I think my boring thread might be better moved to a diet section rather than S and C maybe.


----------



## FlikstRR (Dec 25, 2009)

dude im almost exactly the same as you.. no obvious physical differneces.. no weight change ( in fact I've gone up!) dispide a radically different diet.. and actually doing exercise every day at gym and 4 times a week at classes.

motivation is hard to keep.. but must battle on.. soon as i see some results it will all be good.. same for you im sure. :happy:


----------



## brigsy (Jan 3, 2010)

Thanks mate. It is hard to keep strong on the diet etc without any results.


----------



## garf (Sep 27, 2009)

Food inolerances? Maybe leaky gut problems. Do you hae problems with bloating or food cravings?


----------



## brigsy (Jan 3, 2010)

Leaky gut! WTF! Don't bloat as far as I can tell, although I am a bit puffy with fat! Food cravings wise, if I don't eat starchy carbs for a while i start to think about them alot and crave them but that's probably normal. I have a very sweet tooth and can't eat one biscuit, it's the whole packet or nothing, so I go for nothing to combat it.


----------



## FlikstRR (Dec 25, 2009)

serious question... do you find you get grouchy/grumpy when craving starchy foods.. or if you go without for a while???
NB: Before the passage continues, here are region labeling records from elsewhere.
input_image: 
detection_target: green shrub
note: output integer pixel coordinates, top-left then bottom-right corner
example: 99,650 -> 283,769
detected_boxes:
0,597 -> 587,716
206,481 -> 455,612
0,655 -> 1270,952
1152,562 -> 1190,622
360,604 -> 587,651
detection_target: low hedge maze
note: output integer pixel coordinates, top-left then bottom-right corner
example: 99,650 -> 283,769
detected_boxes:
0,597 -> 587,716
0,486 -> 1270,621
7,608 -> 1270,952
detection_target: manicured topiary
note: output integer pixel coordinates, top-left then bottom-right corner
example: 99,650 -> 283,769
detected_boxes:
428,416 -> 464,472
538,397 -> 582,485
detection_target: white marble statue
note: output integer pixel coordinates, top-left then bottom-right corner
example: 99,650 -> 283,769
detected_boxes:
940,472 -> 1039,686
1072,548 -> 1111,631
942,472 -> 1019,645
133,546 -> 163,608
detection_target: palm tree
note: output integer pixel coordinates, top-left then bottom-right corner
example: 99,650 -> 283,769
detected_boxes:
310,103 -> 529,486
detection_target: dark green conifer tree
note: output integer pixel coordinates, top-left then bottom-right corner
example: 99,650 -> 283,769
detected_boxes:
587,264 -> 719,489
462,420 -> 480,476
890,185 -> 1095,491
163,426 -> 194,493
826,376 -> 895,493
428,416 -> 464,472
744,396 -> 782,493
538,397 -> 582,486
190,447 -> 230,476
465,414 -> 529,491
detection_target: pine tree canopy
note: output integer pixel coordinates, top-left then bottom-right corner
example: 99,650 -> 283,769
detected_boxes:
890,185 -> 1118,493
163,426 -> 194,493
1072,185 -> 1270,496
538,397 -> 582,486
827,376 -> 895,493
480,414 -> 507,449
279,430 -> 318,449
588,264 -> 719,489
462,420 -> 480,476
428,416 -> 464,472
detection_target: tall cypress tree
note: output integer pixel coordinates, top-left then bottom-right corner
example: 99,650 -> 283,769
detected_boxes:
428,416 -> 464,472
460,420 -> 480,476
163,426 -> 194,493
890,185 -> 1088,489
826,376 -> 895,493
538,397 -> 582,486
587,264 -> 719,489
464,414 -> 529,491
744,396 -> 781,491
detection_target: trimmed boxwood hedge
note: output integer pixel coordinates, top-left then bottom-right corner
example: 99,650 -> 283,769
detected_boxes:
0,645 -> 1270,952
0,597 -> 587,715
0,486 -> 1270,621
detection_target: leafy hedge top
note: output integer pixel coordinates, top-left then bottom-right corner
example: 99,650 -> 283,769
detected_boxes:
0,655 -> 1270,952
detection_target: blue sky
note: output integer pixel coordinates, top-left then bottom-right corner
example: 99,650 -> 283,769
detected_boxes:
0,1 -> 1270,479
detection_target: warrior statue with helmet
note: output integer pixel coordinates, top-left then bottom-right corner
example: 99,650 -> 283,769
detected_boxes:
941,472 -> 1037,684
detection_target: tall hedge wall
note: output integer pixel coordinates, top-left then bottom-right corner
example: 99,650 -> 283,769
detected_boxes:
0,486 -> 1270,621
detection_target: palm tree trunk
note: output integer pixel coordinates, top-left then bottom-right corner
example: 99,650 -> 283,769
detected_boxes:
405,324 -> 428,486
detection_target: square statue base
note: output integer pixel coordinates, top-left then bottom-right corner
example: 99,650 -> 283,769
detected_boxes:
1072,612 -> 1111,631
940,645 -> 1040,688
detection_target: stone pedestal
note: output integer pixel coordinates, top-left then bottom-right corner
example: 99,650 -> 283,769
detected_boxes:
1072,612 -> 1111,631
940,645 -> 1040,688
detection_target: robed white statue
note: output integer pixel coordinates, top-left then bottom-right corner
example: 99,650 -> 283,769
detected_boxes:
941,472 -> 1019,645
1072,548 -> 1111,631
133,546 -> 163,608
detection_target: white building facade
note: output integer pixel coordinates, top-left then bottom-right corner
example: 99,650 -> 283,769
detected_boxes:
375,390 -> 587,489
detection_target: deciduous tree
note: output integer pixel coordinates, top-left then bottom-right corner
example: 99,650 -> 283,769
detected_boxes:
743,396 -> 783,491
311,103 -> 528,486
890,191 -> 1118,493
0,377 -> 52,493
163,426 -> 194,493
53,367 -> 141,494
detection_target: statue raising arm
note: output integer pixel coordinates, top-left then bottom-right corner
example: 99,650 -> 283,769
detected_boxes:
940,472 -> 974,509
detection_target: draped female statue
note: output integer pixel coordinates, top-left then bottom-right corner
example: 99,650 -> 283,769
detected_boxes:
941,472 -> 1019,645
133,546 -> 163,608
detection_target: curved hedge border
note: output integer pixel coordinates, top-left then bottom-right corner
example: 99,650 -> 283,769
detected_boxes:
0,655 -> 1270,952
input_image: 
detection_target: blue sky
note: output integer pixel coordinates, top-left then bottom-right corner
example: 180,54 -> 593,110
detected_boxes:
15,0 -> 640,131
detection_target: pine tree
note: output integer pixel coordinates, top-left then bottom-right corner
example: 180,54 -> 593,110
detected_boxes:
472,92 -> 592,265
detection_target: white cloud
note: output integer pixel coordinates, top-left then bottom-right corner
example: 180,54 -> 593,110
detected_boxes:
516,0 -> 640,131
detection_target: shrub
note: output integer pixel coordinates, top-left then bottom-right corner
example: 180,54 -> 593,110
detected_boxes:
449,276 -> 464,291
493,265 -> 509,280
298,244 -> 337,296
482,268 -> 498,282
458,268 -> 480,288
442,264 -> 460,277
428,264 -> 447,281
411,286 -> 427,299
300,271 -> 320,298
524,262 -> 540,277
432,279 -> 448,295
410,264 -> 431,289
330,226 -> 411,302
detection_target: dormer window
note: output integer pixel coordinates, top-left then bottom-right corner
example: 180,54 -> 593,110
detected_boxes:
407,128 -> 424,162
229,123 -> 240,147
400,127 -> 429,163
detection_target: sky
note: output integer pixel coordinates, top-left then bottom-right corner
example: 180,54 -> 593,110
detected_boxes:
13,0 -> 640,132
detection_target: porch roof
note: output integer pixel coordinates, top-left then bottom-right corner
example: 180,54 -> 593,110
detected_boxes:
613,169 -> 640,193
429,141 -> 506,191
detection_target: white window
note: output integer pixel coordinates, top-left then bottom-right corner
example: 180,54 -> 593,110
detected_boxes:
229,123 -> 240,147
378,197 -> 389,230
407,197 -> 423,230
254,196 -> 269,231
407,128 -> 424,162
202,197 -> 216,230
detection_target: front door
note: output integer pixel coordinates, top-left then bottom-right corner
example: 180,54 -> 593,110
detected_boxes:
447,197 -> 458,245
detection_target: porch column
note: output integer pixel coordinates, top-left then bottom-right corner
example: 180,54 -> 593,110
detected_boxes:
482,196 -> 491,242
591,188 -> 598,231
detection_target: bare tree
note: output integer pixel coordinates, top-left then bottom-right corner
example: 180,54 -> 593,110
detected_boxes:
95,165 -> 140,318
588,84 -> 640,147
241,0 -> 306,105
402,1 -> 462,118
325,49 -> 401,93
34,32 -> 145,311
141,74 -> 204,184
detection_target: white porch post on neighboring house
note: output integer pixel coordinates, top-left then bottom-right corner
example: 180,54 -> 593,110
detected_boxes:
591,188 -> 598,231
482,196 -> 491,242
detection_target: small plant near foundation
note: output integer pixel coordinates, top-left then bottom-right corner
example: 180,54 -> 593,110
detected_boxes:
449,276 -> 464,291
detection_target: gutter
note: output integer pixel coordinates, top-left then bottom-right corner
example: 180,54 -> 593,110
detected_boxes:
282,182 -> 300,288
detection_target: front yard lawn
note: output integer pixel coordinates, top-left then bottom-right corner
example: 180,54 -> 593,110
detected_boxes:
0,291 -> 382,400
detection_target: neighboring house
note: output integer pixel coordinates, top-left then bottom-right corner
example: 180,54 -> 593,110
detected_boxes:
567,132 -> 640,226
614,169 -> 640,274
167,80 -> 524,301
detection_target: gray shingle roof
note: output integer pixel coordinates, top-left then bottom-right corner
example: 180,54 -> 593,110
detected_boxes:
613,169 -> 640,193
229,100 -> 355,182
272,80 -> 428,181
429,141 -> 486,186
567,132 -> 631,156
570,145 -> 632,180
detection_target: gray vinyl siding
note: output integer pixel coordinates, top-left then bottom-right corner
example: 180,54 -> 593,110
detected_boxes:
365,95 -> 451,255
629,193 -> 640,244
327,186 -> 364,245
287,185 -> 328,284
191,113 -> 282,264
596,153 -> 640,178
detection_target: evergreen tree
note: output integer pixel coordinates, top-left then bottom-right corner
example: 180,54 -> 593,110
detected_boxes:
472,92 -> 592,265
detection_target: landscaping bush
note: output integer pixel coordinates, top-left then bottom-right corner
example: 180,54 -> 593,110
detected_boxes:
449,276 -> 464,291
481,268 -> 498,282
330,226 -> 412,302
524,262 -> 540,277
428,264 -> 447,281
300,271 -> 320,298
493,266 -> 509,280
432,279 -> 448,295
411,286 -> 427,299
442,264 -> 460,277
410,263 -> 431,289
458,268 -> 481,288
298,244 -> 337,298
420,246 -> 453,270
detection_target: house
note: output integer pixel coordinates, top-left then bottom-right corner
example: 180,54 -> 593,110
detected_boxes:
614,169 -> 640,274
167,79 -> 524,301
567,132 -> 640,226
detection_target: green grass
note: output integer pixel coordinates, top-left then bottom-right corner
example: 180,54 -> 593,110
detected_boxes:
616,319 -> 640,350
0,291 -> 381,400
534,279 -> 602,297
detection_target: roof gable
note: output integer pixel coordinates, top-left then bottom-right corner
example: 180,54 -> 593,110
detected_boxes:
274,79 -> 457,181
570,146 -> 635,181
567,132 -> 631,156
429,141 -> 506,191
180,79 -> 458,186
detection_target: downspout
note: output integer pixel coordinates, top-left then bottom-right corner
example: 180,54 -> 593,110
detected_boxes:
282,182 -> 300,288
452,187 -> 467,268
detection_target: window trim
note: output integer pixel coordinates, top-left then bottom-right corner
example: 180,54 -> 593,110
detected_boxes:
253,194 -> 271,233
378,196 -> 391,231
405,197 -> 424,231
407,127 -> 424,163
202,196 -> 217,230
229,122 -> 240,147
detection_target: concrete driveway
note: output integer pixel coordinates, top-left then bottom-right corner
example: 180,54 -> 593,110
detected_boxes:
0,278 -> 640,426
if so.. might be worth just doing a checkup at doctors.. just to be sure..


----------



## brigsy (Jan 3, 2010)

No, just can't focus mentally very well. Down to 77.4 today from 79.2 on Monday morning. That would be good if I hadn't done the same journey three times this month! Going to a wedding tomorrow so will have a few drinks and no control over food. Prob be doing the same journey again come Monday. Hey ho.


----------



## OUTCOLDFIGHTCLUB (Jan 22, 2010)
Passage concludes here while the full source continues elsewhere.